Comfort Food

I haven’t seen as many posts about cookie baking this year as I usually do around the holidays. Maybe it’s the algorithm that social media has forced on me but again it could be the inflationary cost of sugar and the lack of decent butter. I know that I had to resort to Amazon to get the candied fruit for my dad’s annual “applesauce cake” (we can’t call it fruitcake, it’s an applesauce cake because nobody would eat a fruitcake).

Around the holidays there are comfort foods that I make and long for – Mimi’s cookies (which I make with butter not Crisco). Mama’s Peppermint Marshmallow Pie that no one else likes so I don’t make it anymore.

My husband wants to make a proper Victorian mincemeat if he can source suet.

Thanksgiving this year made me realize that turkey soup is a comfort food. I’m not even talking good turkey soup. I’m talking the over cooked bone broth, mushy potatoes and carrots that Mama used to make. That and the turkey sandwiches with Miracle Whip and cranberry sauce that my dad did before becoming vegetarian. Although Miracle Whip doesn’t have the same texture it did when I was a child. Something in it has changed it’s more goopy and sticky, not as smooth.
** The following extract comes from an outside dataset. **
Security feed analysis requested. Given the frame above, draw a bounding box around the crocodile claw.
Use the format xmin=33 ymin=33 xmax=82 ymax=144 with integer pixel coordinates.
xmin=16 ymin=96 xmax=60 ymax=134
I remember someone telling me that tomato soup and grilled cheese was a comfort food because their father would never let them eat it. They only had it when they were home alone with mom. As an adult she once asked her father why he wouldn’t let them eat it. To him it was poverty food and reminded him of growing up with nothing else available for supper. He had determined to always provide better for his family. Knowing that about her dad made it even more comforting.

The two meals that my grandfather would never allow served were stuffed bell peppers and Navy bean soup. He said bell peppers gave him gas and he had eaten a lifetime’s worth of bean soup in the Navy and he never wanted to eat it again.

Speaking of never eating something because of the military, my husband came back from TDY and announced that there would never be Chicken ala King on our table. For 2 weeks straight 3 meals a day his unit had been served the Chicken ala King MRE. If he never ate it again it would be too soon. So I have never fixed chicken ala King for my kids.

Just so you know, some of the other comfort meals for me are corned beef or tuna gravy (commonly known as S**t on a shingle), creamed peas and potatoes, mujadara, and S&B Mild Curry Roux with potatoes, carrots and peas over rice.

As long as the mujadara is eaten with rice, they’re all high carb foods which makes sense as carbs help the brain release serotonin and that makes you feel better. Do you have any comfort foods that aren’t heavy in carbs? What are they?

Just a thought not fully formed…

I’ve been thinking about cultural appropriation specifically about food after some comments I’ve seen on curry and avocado toast. And a trip to Spitz that didn’t turn out well.

My grandparents were newlyweds during WWII, they didn’t have access to crops from “enemy” countries. Same with a lot of spices. They were suspicious of “foreign” things because that’s where the war was.  Some of the recipes from women’s magazines at the time warn against using Asian spices.

They didn’t share any of those “enemy” things with their baby boomer kids who discovered a lot of things like mangoes and spices when refugees came after the Vietnam.  Refugees bring great new things with them, but if you’re suspicious of refugees, you also don’t try the new things.

As more immigrants move into areas, more ethnic restaurants pop up to meet community needs. You can tell who the racists are when they start complaining about not having any “good” or “normal” places to eat.

But immigrants can’t always get the same ingredients in the US as they got at home (any other Finns smuggle in makkara?) which leads to adaptation to get a similar flavor or texture to what you had at home.

Children going to school with more diverse people discover new foods and flavors (Rosemary Wells Yoko, anyone?). The more diversity children experience growing up, the more they can bring those experiences back to their parents, and both generations learn (as long as there is a growth mindset, but that’s another topic).

I personally love discovering new flavors. But I’ve also run into situations where I’ve been told that hot spices are sinful (still looking for the scripture on that one). It’s got me thinking of Anthony Bourdain and how he tried to reach and learn about others through food.

It’s also got me wondering how society has used food to enforce racism and systemic discrimination.

Was there a food you were told to avoid without being given a clear reason? Also, how has food changed over time for you?

That last question comes up because I was looking at a museum piece from the 1800s, and they talk about the lobster and oysters being a succulent meal. But at the time period, when it was painted, those foods were poverty and prison fare. No one with money would have eaten lobster. It wasn’t until the early 1900s that lobster became a delicacy instead of the cockroach of the sea.

It also reminds me of the cottage cheese and yogurt industry. In the 1970s, dairy manufacturers and women’s magazines began advertising cottage cheese as a way to lose weight (anyone or their mom do the cottage cheese diet?). Then, manufacturers discovered yogurt was cheaper to make, and now yogurt is the diet breakfast of choice.

Now, I’m hungry. I think I’ll go fix something to eat from a forbidden food list.